4.2. Data Description
The present study employs data obtained from a Longyuan wind farm, which was collected during the period spanning from October to December of 2024. The data includes the power output, measured at 15 min intervals, with 96 sampling points per day. The dataset is divided into a training set and a testing set, with a ratio of 8:2. The primary objective of the study is to forecast wind power production, focusing on the short term (one-step ahead). The model predicts the next 15 min interval using historical data. This is formulated as a regression problem where the features consist of the previous 24 h window of wind power and meteorological data, and the target output is the wind power at the subsequent 15 min timestep. The initial wind power data collection is shown in
Figure 7.
Figure 8 illustrates the feature-label mapping and the temporal relationship.

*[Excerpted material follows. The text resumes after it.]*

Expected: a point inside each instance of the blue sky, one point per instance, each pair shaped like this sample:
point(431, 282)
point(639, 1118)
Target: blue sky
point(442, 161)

Figure 9 depicts the sliding window approach, which generates successive training samples. The training and testing datasets are split chronologically, ensuring that the training data comes before the test data. This prevents future information from leaking into the training phase, crucial for time series forecasting.
Figure 7 displays the raw wind power time series data collected from the Longyuan Wind Farm. The horizontal axis represents time (sampled at 15 min intervals), while the vertical axis shows the corresponding power output values (in kW or MW). The figure clearly illustrates the pronounced non-stationarity, volatility, and intermittency of wind power output, attributable to the random nature of meteorological factors such as wind speed and direction. This graph vividly reflects the characteristic properties of wind power data, highlighting the challenges of forecasting directly from the raw sequence. Consequently, it underscores the necessity of employing Variational Modal Decomposition (VMD) for signal preprocessing to reduce sequence complexity, as adopted in this paper.
Figure 8 clearly delineates the forecasting task of this study in the form of a sequence diagram. The diagram explicitly labels: Historical Window: A 24 h period (comprising 96 15 min sampling points), containing wind power output and associated meteorological characteristics within this timeframe. Forecasting Point: The next 15 min time point following the historical window (i.e., the 97th point), representing the target value to be predicted by the model. Timeline: Denoted by “t − 95” to “t” for the 96 consecutive time points within the historical window, and “t + 1” for the future time point to be forecasted. This diagram visually illustrates the single-step forward forecasting configuration described herein: utilizing past 24 h data to forecast future 15 min power output, thereby establishing the temporal correspondence between features (X) and labels (y).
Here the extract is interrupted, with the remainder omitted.